Я ещё не понимал, куда она клонит, но мне вдруг головокружительно подумалось, что холодная ночная трасса, бормочущее Алинино отчаяние, электрическое марево и неон новостроек вдоль Варшавского шоссе, голос из динамиков, надсадный и хриплый, – всё это происходило в какой-то другой, не моей жизни. А ведь с того момента прошло всего-то чуть больше месяца. У меня тогда ещё был старший брат, пусть пыльная, но зато хорошо оплачиваемая работа, “нолики”, “льдинки” и “дверцы” из бетона. И главное – было время образумиться, сложить манатки и побыстрее убраться в Рыбнинск…
– Помню… – пробормотал я.
– Покойник – это не форма смерти. И смерть – не содержание покойника. А все смыслы, включая сопутствующие нев-розы, люди нагородили, отталкиваясь сугубо от бездыханного тела, гроба, могилы, памятника. На кладбище по факту не смерть, а голый формализм, созданный живыми вокруг непостижимого таинства. А в морге – сплошной формалин…
– Наверняка ты права, – я согласился. – Но отчего же люди испытывают тревогу на кладбище, если там только пустые формы? Дураки они, что ли?

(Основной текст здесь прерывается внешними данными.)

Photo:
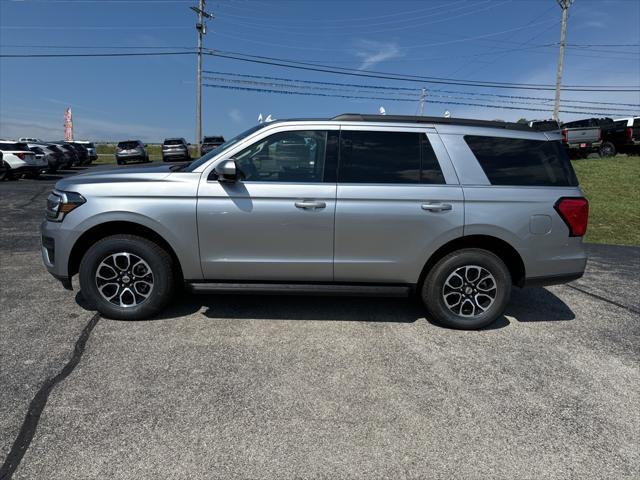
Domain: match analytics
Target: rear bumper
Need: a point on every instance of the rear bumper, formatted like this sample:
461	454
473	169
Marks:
131	157
588	147
27	169
552	279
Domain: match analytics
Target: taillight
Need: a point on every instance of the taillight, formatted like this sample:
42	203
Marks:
574	211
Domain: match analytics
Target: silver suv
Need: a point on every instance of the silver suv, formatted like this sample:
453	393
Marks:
454	210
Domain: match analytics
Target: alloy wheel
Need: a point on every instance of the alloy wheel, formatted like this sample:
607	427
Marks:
124	279
469	291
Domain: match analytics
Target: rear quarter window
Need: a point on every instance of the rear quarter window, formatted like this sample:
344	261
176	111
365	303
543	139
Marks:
522	162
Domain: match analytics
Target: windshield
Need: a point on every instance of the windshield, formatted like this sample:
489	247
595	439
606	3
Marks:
229	143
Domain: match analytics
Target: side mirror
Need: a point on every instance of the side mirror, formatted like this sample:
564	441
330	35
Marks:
227	171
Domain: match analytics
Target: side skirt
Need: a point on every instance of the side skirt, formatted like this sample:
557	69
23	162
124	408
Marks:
347	289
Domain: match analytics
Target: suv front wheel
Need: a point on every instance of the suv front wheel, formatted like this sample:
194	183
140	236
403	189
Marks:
467	289
126	277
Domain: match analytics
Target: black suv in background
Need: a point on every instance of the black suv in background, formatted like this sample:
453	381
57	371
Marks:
175	149
209	143
81	151
624	135
70	153
131	151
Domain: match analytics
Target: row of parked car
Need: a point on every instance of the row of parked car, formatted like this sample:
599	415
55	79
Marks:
605	136
173	149
31	156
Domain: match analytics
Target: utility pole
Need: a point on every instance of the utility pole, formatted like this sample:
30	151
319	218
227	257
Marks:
564	5
201	27
423	96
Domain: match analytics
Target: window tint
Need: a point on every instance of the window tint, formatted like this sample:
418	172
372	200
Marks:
515	161
431	172
388	157
285	157
379	157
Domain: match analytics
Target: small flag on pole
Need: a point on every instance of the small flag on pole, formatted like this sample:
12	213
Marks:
68	125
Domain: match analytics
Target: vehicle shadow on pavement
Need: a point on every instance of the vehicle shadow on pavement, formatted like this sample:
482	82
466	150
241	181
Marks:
537	305
530	305
319	308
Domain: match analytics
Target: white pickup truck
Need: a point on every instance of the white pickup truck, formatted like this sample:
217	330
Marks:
582	137
20	160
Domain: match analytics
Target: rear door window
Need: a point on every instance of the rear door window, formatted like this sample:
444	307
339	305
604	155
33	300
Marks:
516	161
294	156
387	157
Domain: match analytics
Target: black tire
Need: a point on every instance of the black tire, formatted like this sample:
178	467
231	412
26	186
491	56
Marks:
433	289
607	149
159	261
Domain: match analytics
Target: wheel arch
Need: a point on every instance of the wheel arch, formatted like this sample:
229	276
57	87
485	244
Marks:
117	227
503	250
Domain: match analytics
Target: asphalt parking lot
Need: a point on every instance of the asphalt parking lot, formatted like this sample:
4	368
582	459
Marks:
314	387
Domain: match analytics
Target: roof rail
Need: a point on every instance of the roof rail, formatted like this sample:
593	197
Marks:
358	117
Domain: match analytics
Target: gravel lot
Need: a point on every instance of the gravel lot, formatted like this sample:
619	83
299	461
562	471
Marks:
302	387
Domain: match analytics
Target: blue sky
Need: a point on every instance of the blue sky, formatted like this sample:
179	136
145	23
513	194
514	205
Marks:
153	97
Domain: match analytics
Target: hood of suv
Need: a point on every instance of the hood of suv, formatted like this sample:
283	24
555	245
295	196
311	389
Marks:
115	176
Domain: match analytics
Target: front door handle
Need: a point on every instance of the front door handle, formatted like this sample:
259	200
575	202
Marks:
436	207
310	204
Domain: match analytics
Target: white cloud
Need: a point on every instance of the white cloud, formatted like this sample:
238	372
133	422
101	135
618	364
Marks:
372	52
235	115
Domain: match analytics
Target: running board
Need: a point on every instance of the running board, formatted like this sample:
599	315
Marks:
301	289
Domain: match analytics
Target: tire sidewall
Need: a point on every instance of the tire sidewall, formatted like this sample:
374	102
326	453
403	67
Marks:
156	258
432	288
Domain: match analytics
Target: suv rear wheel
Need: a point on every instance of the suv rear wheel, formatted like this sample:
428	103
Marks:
127	277
467	289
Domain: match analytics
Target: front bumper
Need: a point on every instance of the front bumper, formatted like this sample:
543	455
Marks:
55	246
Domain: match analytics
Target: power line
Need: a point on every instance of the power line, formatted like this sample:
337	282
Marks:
414	96
392	99
65	55
340	70
413	78
411	90
339	20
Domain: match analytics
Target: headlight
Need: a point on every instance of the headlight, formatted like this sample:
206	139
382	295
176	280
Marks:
61	203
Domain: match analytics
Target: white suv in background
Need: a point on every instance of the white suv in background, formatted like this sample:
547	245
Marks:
21	160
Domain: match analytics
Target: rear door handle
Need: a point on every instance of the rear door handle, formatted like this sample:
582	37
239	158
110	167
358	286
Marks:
436	207
310	204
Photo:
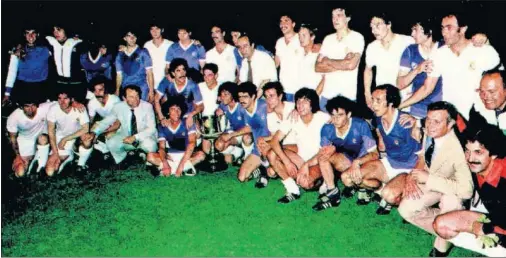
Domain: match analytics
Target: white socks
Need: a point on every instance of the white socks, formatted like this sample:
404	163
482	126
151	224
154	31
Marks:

– Такова природа человека, его онтологическая потребность тосковать, тревожиться. И я, кстати, не утверждала, что кладбище полностью безопасно. Иначе с чего бы вся индустрия хоррора столько веков паразитировала на могильной тематике? Я лишь хотела сказать, что смерти нет нигде, включая места компактных захоронений. И при этом она везде и во всём. Утром, когда ты завёл романтическую шарманку про поезда вечности, то сказал, что на кладбище по-другому ощущается время. Это субъективно, но верно. К примеру, в горах, на высоте, где воздух сильно разрежён, случается так называемая высотная гипоксия, в простонародье – кислородное голодание. В этом состоянии у людей отмечаются галлюцинации, тревога, страх, паника. А вот на кладбище с большинством случается… – Алина вдохнула и выдохнула носом, словно восстанавливала дыхание: – Кладбищенская гипохрония! Вот ты, например, считаешь, что у тебя два времени: биологическое и вспомогательное, которое обычные люди называют реальным. Никита тоже так думал…
По сердцу болезненно царапнуло. Я перевёл взгляд на подоконник. В кастрюльке раскинул зелёные щупальца спасённый мной кустик алоэ, который я так и не удосужился пересадить в обычный горшок.
Откуда-то взялся, потёк сладкий новогодний аромат, будто раздавили капсулу с цитрусовой эссенцией. Я огляделся в поисках душистого источника и наконец сообразил, в чём дело. Просто в моих руках невесть каким образом оказался мандарин – валялся, должно быть, на постели, а я под бойкий Алинин говорок подобрал его и сам не заметил, как принялся очищать от рыхлой, пахучей кожуры.
Алина замолчала. Я уже подумал, что она сейчас вспылит, как случалось раньше, когда ей казалось, что я недостаточно внимательно слушаю. Но ошибся. Алина благосклонно приняла очищенный мандарин. Усмехнулась и нанизала его на указательный палец, который сразу стал похож на гнома в чалме.
“Гном” раскинул в стороны ручки, низко поклонился:
– Время – удел живых, а у мёртвых оно остановилось. Прыг – секунда, скок – столетие! Кладбище – это рукотворный иллюзион чужого безвременья. Его гипохрония, как барокамера, создаёт морок пространства смерти.
– Получается, что его как бы и нет, кладбища, да? – спросил я. – Не существует?